In the case of our latest kernel panic, we saw the following events:
12:04:51 PM - event - Node has stopped responding
12:07:02 PM - event - Responding again with response time of 2 milliseconds
12:07:56 PM - event - rebooted at 12:00:00 PM
Typically, we have an alert that triggers on a node being down if a custom property is set. This "node down" alert checks its status every 5 minutes, and the condition must be present for at least 4 minutes before the alert is sent.
Looking at the performance analyzer, the node was in an "unknown" state for some reason during this specific incident. Even then, however, it was not down long enough to trigger the 5 minute threshold.

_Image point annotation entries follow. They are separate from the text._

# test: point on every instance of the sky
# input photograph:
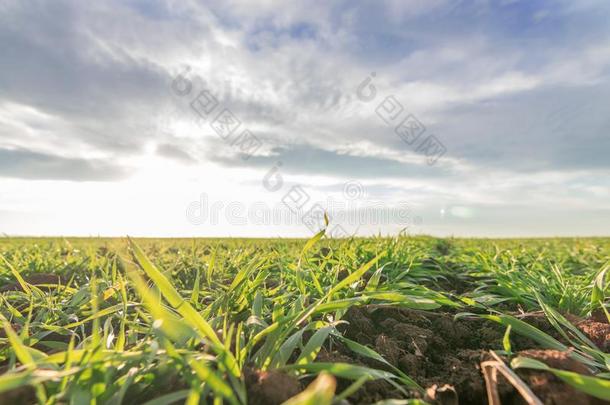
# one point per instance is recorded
(240, 118)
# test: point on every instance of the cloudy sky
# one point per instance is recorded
(168, 118)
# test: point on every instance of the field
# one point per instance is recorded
(378, 320)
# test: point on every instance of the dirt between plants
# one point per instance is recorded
(444, 356)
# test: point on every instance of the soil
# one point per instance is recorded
(444, 355)
(270, 387)
(550, 388)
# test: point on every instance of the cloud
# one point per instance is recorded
(24, 164)
(515, 90)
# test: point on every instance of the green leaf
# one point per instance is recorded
(597, 387)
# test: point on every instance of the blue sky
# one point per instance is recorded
(93, 140)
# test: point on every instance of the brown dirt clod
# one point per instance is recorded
(270, 387)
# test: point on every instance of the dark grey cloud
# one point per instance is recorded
(174, 152)
(306, 159)
(24, 164)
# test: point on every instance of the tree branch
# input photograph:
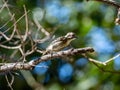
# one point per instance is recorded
(4, 67)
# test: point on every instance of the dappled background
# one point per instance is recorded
(93, 23)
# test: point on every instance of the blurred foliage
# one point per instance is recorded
(93, 22)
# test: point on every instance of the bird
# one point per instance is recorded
(60, 43)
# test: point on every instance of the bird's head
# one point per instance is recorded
(71, 35)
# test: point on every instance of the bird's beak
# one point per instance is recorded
(75, 37)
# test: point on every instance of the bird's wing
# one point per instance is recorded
(58, 39)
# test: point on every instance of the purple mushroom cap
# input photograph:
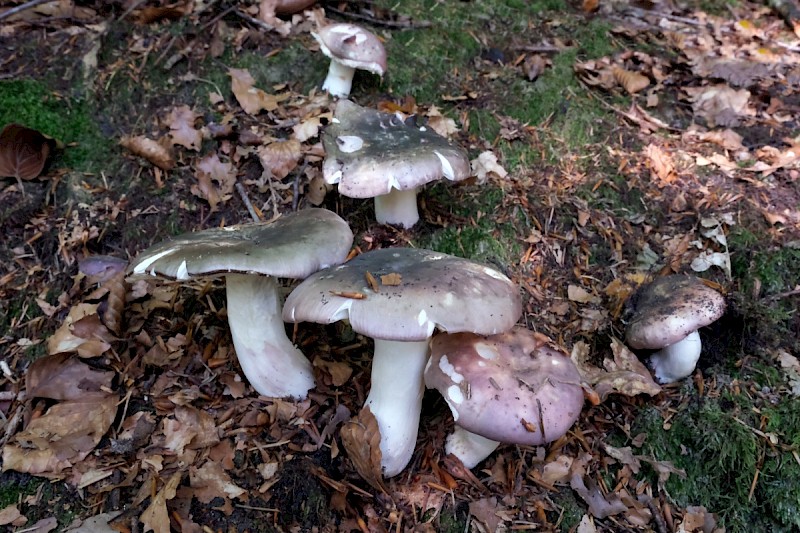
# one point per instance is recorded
(509, 387)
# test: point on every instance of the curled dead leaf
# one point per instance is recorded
(361, 437)
(23, 152)
(155, 152)
(280, 157)
(61, 437)
(632, 82)
(252, 99)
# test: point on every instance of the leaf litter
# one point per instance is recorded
(151, 404)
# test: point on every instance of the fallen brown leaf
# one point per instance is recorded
(361, 438)
(156, 517)
(23, 152)
(63, 377)
(181, 122)
(82, 332)
(154, 151)
(252, 99)
(632, 82)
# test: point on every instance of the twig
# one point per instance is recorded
(252, 20)
(782, 295)
(131, 8)
(247, 203)
(21, 7)
(675, 18)
(379, 22)
(541, 49)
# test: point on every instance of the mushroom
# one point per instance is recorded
(510, 387)
(666, 316)
(399, 296)
(350, 47)
(379, 155)
(250, 257)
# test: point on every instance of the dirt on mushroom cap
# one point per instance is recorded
(670, 308)
(437, 290)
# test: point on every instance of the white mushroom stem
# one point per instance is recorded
(269, 360)
(339, 80)
(677, 360)
(470, 447)
(395, 398)
(398, 208)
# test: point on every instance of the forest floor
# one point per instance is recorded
(611, 142)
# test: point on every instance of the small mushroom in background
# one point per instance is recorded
(350, 47)
(290, 7)
(399, 296)
(510, 387)
(250, 258)
(666, 316)
(379, 155)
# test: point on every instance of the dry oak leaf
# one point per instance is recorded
(485, 511)
(340, 372)
(632, 82)
(720, 104)
(600, 506)
(361, 437)
(211, 481)
(252, 99)
(154, 151)
(82, 332)
(63, 377)
(181, 128)
(215, 180)
(267, 10)
(156, 517)
(61, 437)
(23, 152)
(662, 170)
(11, 515)
(625, 374)
(485, 165)
(280, 157)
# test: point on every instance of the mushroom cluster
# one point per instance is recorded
(414, 293)
(436, 320)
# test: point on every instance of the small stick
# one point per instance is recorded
(21, 7)
(246, 200)
(252, 20)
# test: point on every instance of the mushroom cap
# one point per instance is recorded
(352, 46)
(669, 308)
(432, 290)
(509, 387)
(292, 246)
(368, 153)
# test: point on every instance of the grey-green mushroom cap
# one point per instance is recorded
(423, 290)
(670, 308)
(352, 46)
(293, 246)
(369, 153)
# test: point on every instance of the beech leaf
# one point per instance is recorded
(23, 152)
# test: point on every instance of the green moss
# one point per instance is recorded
(71, 121)
(486, 240)
(763, 271)
(710, 439)
(570, 510)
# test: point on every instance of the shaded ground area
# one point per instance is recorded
(637, 142)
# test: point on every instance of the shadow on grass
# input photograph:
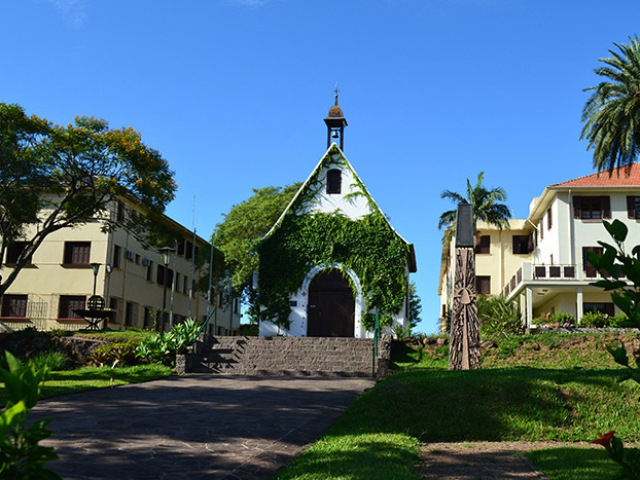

With this in mind, I'm trying to think of the best way to inform the infrastructure team of these kernel panics. My immediate thought was to send an alert on an event. I am worried that such might catch expected/desired reboots and not the kernel panics they care about - especially if I go for something simple like "Boot Time Changed." I don't know what kind of event category that "not responding" event is though - I only saw options for status changes.
The node in question is running RHEL 7.6, sitting on top of a dedicated VMWare ESX server. The node is monitored using an agent. We do not have SNMP monitoring set up for Linux, and I don't think we are doing anything in terms of capturing logs in Orion.